00:21:44.480 Let’s build a simple DSL (domain-specific language) for this. For drum patterns, I’m using strings to show the on-and-off notes. This is what a typical techno beat might look like with snares on the twos and fours, a kick drum on each beat, and a hi-hat on the eighth notes in between.

00:22:55.520 For loop patterns, we want to input notes at certain intervals, which is a little more intricate since there are more parameters to consider. We can define notes accordingly, including their length, and organize them into a song structure, similar to what you’d do in a music software environment. For example, defining when patterns start and how many times they repeat allows us to effectively create songs.

00:24:20.640 However, something is still missing. This is where mixing comes into play. In studios, mixing desks allow you to plug in various instruments and mix them together. In software, we can replicate this structure. Each channel can control a specific instrument, like a bass drum or hi-hat, and through these channels, we can adjust various parameters before sending the output to the master channel.

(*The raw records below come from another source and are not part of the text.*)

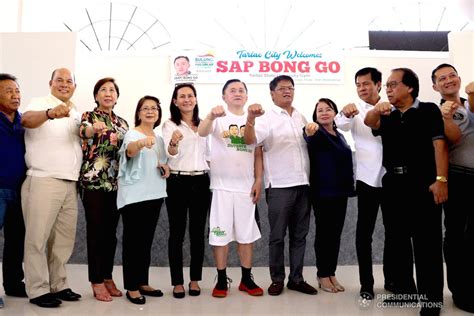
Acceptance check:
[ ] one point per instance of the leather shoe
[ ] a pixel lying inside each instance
(67, 295)
(464, 304)
(154, 293)
(136, 300)
(275, 288)
(367, 292)
(16, 291)
(390, 286)
(302, 287)
(430, 311)
(46, 300)
(193, 292)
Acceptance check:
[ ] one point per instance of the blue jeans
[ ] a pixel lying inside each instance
(8, 199)
(14, 238)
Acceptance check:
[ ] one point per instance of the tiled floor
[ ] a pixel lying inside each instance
(237, 303)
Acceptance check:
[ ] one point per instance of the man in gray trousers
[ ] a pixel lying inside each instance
(286, 165)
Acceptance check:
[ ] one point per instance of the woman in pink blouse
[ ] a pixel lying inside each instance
(102, 133)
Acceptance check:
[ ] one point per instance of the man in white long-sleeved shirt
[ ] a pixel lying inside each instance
(369, 176)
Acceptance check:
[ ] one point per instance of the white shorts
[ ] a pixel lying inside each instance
(232, 218)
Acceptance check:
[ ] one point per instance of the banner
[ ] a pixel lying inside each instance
(258, 67)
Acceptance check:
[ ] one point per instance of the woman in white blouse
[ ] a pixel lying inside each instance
(141, 191)
(187, 187)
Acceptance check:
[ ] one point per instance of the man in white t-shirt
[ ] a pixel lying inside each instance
(280, 131)
(236, 181)
(48, 195)
(369, 180)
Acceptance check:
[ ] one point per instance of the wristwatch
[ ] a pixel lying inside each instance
(441, 179)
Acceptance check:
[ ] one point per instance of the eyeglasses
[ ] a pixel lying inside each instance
(153, 109)
(391, 84)
(282, 89)
(181, 84)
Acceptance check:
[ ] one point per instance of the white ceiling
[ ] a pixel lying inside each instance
(248, 24)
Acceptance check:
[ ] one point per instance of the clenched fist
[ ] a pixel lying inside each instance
(216, 112)
(470, 88)
(448, 109)
(311, 128)
(99, 127)
(350, 110)
(255, 110)
(176, 137)
(147, 142)
(60, 111)
(383, 108)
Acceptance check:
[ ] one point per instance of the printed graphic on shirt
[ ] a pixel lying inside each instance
(218, 232)
(236, 137)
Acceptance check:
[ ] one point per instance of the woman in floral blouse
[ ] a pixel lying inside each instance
(102, 132)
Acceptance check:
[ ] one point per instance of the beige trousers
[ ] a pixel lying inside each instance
(50, 213)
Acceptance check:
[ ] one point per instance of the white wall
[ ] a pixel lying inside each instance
(32, 57)
(137, 76)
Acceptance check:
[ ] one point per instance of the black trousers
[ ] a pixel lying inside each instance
(415, 221)
(14, 243)
(329, 216)
(187, 196)
(369, 199)
(139, 225)
(459, 236)
(101, 225)
(288, 208)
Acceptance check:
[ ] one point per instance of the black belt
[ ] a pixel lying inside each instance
(461, 170)
(189, 173)
(398, 170)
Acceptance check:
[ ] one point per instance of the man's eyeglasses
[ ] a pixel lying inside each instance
(282, 89)
(182, 84)
(152, 109)
(391, 84)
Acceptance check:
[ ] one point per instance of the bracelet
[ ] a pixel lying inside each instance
(47, 114)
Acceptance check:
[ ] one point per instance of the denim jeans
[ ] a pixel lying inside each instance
(8, 199)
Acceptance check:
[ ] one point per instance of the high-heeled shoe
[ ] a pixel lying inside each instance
(331, 289)
(193, 292)
(152, 292)
(136, 300)
(336, 284)
(179, 294)
(112, 288)
(100, 292)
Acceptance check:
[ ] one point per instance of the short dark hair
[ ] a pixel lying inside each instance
(139, 107)
(175, 112)
(410, 79)
(375, 75)
(277, 79)
(5, 76)
(329, 102)
(185, 57)
(444, 65)
(100, 83)
(232, 81)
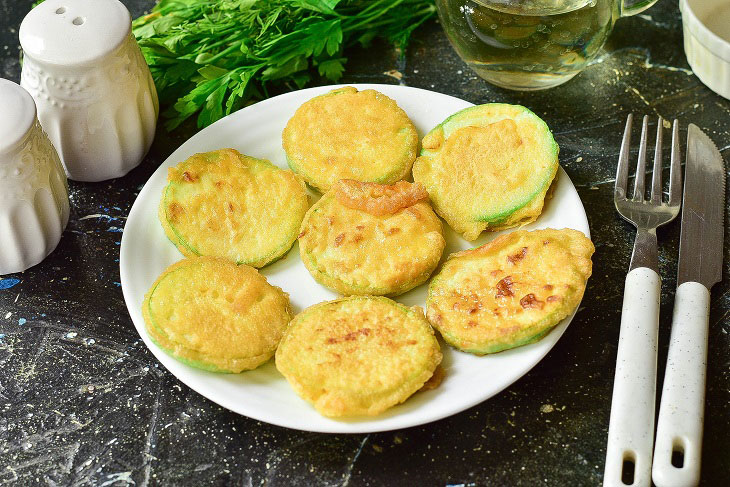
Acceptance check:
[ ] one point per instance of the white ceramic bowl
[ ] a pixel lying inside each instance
(706, 25)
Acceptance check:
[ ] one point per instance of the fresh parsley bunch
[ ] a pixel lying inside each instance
(213, 57)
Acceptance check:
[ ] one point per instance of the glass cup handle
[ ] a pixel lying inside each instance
(635, 7)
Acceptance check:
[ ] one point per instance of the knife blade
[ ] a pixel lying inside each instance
(678, 446)
(703, 208)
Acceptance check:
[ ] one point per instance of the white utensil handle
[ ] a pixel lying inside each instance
(631, 428)
(682, 407)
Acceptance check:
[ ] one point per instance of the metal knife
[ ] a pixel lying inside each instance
(678, 447)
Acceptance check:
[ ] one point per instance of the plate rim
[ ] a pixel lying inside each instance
(370, 425)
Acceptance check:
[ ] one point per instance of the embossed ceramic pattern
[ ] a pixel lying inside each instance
(99, 112)
(34, 205)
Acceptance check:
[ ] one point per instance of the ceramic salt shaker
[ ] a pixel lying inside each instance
(95, 95)
(33, 190)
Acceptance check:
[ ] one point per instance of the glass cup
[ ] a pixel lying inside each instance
(531, 44)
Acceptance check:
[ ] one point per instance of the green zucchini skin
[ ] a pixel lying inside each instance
(226, 204)
(473, 197)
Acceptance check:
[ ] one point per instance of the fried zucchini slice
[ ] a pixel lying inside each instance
(510, 291)
(350, 134)
(215, 315)
(369, 238)
(225, 204)
(488, 167)
(358, 355)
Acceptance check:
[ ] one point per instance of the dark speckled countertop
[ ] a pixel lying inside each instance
(83, 402)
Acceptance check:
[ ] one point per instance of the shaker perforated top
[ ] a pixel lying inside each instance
(74, 32)
(18, 114)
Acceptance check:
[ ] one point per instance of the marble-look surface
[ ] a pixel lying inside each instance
(82, 401)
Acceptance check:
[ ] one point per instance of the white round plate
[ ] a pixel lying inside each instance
(263, 394)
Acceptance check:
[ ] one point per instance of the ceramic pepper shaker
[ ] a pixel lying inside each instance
(95, 95)
(33, 190)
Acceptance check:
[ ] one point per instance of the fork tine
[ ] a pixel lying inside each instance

00:25:52.000 In terms of control, we have volume, equalizer settings, and compressor parameters. An equalizer essentially allows you to adjust the volume of different parts of the frequency spectrum to prevent overlapping frequencies from sounding muddy together. A compressor helps balance and increase the overall volume dynamically.

00:27:05.919 Insert effects can be creative too; for instance, a wave shaper distorts input signals based on a specific formula, producing different sonic characteristics. Lastly, we have chorus effects, creating a more lush sound by mixing input signals with slight delays. All of these adjustments enhance the overall sound as we approach the mixing stage.

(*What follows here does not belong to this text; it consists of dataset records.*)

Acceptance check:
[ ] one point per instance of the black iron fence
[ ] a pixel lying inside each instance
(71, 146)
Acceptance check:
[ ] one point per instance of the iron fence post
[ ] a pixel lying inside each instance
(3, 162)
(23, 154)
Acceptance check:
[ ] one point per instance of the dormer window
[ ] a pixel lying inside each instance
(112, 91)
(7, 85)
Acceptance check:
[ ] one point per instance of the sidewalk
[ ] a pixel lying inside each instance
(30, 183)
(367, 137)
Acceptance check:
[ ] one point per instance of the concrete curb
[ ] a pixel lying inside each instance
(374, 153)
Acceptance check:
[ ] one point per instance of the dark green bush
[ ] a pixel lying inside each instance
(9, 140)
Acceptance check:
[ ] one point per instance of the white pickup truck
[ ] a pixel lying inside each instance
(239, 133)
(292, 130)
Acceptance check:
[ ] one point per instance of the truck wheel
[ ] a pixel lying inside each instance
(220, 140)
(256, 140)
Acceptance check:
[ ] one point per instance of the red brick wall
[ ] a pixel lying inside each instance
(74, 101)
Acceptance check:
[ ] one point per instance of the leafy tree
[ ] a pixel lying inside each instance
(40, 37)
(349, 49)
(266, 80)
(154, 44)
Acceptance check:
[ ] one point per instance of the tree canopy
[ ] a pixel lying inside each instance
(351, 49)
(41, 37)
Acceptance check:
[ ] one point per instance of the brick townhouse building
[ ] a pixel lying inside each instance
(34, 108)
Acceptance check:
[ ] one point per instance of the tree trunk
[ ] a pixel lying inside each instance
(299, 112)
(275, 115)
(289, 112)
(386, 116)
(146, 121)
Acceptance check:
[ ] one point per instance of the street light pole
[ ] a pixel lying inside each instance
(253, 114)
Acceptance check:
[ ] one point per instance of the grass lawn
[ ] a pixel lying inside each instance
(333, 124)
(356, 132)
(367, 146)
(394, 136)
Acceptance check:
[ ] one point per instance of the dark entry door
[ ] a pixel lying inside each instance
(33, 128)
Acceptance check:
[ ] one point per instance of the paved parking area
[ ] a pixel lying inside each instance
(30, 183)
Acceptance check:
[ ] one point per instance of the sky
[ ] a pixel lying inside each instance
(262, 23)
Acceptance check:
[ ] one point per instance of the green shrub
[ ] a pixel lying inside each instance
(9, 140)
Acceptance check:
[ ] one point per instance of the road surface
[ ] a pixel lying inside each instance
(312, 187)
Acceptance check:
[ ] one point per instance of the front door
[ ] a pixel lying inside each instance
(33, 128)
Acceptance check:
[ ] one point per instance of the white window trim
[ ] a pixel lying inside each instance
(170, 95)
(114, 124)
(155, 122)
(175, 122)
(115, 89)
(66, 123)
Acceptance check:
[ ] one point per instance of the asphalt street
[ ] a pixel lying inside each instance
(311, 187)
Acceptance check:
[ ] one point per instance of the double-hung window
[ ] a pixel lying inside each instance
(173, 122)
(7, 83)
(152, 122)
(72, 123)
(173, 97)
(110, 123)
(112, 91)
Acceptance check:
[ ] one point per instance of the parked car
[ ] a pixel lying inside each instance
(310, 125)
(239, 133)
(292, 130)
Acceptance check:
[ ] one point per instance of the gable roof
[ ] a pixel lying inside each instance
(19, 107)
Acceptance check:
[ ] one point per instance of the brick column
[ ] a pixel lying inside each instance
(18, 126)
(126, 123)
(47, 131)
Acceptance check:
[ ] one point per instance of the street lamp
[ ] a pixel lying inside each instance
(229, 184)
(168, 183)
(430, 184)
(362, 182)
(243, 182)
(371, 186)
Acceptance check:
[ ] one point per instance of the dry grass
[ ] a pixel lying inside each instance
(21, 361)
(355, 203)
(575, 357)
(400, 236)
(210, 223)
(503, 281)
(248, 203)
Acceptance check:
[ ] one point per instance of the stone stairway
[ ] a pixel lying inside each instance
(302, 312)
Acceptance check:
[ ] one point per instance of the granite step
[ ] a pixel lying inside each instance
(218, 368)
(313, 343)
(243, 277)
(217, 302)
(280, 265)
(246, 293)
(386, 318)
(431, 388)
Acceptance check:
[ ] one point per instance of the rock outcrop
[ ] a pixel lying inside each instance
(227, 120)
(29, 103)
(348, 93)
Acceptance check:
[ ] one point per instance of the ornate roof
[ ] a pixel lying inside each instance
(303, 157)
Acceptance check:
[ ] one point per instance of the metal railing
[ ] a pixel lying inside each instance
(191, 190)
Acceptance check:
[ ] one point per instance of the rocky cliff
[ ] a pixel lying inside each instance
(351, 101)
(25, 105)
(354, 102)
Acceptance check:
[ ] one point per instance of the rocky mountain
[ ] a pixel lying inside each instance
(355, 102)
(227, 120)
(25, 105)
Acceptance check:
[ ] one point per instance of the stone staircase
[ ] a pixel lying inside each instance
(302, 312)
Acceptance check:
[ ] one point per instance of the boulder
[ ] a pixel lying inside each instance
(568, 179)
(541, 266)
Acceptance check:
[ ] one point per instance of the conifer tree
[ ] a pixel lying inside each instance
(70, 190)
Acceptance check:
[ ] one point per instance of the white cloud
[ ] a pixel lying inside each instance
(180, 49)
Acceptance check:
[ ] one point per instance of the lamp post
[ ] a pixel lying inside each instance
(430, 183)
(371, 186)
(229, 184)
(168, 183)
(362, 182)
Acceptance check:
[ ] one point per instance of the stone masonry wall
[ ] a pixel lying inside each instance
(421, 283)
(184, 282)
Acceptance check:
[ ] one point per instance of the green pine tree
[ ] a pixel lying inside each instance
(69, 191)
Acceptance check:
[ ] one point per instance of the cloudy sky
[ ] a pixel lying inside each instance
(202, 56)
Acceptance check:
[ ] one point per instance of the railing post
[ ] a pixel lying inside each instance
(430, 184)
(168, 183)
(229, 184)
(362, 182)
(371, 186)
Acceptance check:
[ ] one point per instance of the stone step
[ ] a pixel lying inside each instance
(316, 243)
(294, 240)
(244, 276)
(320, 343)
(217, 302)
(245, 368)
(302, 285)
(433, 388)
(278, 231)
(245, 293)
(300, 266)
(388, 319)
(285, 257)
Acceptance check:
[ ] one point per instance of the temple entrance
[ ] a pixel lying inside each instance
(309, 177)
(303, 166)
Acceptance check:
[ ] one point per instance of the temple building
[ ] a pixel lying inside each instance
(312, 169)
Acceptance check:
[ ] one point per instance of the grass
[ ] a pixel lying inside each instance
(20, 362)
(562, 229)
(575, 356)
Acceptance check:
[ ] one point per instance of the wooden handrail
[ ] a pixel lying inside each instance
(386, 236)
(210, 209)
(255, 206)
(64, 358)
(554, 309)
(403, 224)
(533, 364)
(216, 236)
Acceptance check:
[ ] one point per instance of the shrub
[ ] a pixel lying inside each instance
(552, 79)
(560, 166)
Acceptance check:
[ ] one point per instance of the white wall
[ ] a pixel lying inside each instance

00:28:20.480 Send channels are a unique aspect; they allow you to send effects to all channels simultaneously—like adding reverb to a whole drum kit instead of just individual sounds. As we wrap up our discussion on mixing, let’s listen to a more complex sound mix that includes all the elements and effects we've talked about! (transition to music demo).

00:29:49.280 (Transition music) Now let’s wrap it up! Thank you so much for listening to my journey using Ruby to create music! Remember to check out the website for more information. Thank you once again for this opportunity!

00:30:34.560 (Music in the background as Jan concludes remarks) As I said, I'm sorry about the website typo, with the dash incorrectly placed in the URL. I’m working on correcting that! Thank you all so much for this experience; I loved sitting back and listening to the waves of sound we created together.